Tus comentarios sobre la conferencia indicaban unos celos bastante mezquinos que no esperaba de alguien que afirma tener unos criterios tan amplios y objetivos. La conferencia empieza ya a interesar a varías personas inteligentes que conozco. Una persona que ha prometido venir y traer, además, a varios amigos inteligentes. Es un nuevo contacto muy interesante que hice durante la hora punta en la cola de la Avenida Jerome. Se llama Ongah, y es un estudiante de Kenia que vino aquí por un intercambio y que está escribiendo un ensayo en la Universidad de Nueva York sobre los simbolistas franceses del siglo diecinueve. Por supuesto, tú no entenderías a un chico tan inteligente y tan animoso como Ongah, o no te agradaría.

Yo podría estarme horas oyéndole hablar. Es serio y no te suelta toda esa pseudofilosofía, como hacías tú siempre. Lo que dice Ongah es significativo. Ongah es real y vital. Es viril y agresivo. Penetra en la realidad y rasga los velos ocultadores.
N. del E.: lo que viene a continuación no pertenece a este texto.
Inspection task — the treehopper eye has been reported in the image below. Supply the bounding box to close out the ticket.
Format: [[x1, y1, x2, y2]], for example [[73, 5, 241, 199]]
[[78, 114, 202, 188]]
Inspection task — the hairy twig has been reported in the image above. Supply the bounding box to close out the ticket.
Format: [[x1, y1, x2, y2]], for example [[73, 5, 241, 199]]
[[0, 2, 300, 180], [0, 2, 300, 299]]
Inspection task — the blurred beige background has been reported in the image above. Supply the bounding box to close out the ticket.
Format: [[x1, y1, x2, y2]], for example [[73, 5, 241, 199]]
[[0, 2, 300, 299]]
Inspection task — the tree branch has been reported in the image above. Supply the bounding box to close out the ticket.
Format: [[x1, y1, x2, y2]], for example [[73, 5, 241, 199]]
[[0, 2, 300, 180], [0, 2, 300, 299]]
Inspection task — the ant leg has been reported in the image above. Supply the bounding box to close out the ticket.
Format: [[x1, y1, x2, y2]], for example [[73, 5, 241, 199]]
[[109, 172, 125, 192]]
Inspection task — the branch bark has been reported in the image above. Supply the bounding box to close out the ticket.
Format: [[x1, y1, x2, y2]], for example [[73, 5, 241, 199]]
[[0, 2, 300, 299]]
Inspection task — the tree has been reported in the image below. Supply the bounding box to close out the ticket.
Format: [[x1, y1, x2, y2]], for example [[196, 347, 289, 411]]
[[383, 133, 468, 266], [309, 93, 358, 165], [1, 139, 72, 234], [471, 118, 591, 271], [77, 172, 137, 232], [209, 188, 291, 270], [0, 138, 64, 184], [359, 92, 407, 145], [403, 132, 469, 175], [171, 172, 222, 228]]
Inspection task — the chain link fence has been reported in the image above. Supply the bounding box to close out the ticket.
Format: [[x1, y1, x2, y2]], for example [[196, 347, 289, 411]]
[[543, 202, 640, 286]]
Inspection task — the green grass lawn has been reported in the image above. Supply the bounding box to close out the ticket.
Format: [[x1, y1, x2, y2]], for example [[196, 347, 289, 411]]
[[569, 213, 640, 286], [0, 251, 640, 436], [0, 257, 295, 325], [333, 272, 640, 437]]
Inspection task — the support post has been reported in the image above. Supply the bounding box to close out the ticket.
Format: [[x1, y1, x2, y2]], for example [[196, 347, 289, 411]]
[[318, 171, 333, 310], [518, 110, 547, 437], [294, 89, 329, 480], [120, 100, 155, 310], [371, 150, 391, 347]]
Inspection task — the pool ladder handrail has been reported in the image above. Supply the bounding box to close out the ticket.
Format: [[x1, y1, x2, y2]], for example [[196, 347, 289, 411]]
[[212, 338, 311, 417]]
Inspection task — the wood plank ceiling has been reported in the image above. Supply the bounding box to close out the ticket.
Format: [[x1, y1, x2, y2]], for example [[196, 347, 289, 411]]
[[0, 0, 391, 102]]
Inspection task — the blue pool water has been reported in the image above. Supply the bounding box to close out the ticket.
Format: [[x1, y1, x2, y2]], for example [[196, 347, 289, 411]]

—¡Oh, Dios mío! —masculló Ignatius—. La ha violado un Mau-mau.

—¿Qué? —preguntó recelosa la señora Reilly.

—Vete y pon la televisión para que vaya calentándose —dijo Ignatius con aire ausente, volviendo a su furiosa lectura de la carta.

No se parece en nada a ti, como puedes suponer. Es también músico y escultor y consagra cada minuto de su vida a una actividad real y significativa, creando y sintiendo. Sus esculturas casi saltan y te cogen, de lo llenas que están de vida y de personalidad.

Por fin, tu carta me permitió enterarme de que aún sigues vivo, si es que se puede llamar a eso «vivir». ¿Qué mentiras son ésas de la «industria de la comercialización de alimentos»? ¿Es algún ataque al negocio de suministro a restaurantes de mi padre? En tal caso, a mí no me afecta, porque mi padre y yo hace años que discrepamos ideológicamente. Admitámoslo, Ignatius, desde que te vi por última vez, lo único que has hecho es estar tumbado en tu habitación pudriéndote. La hostilidad que demuestras respecto a mi conferencia es una manifestación de tus sentimientos de fracaso y de tu impotencia mental (?).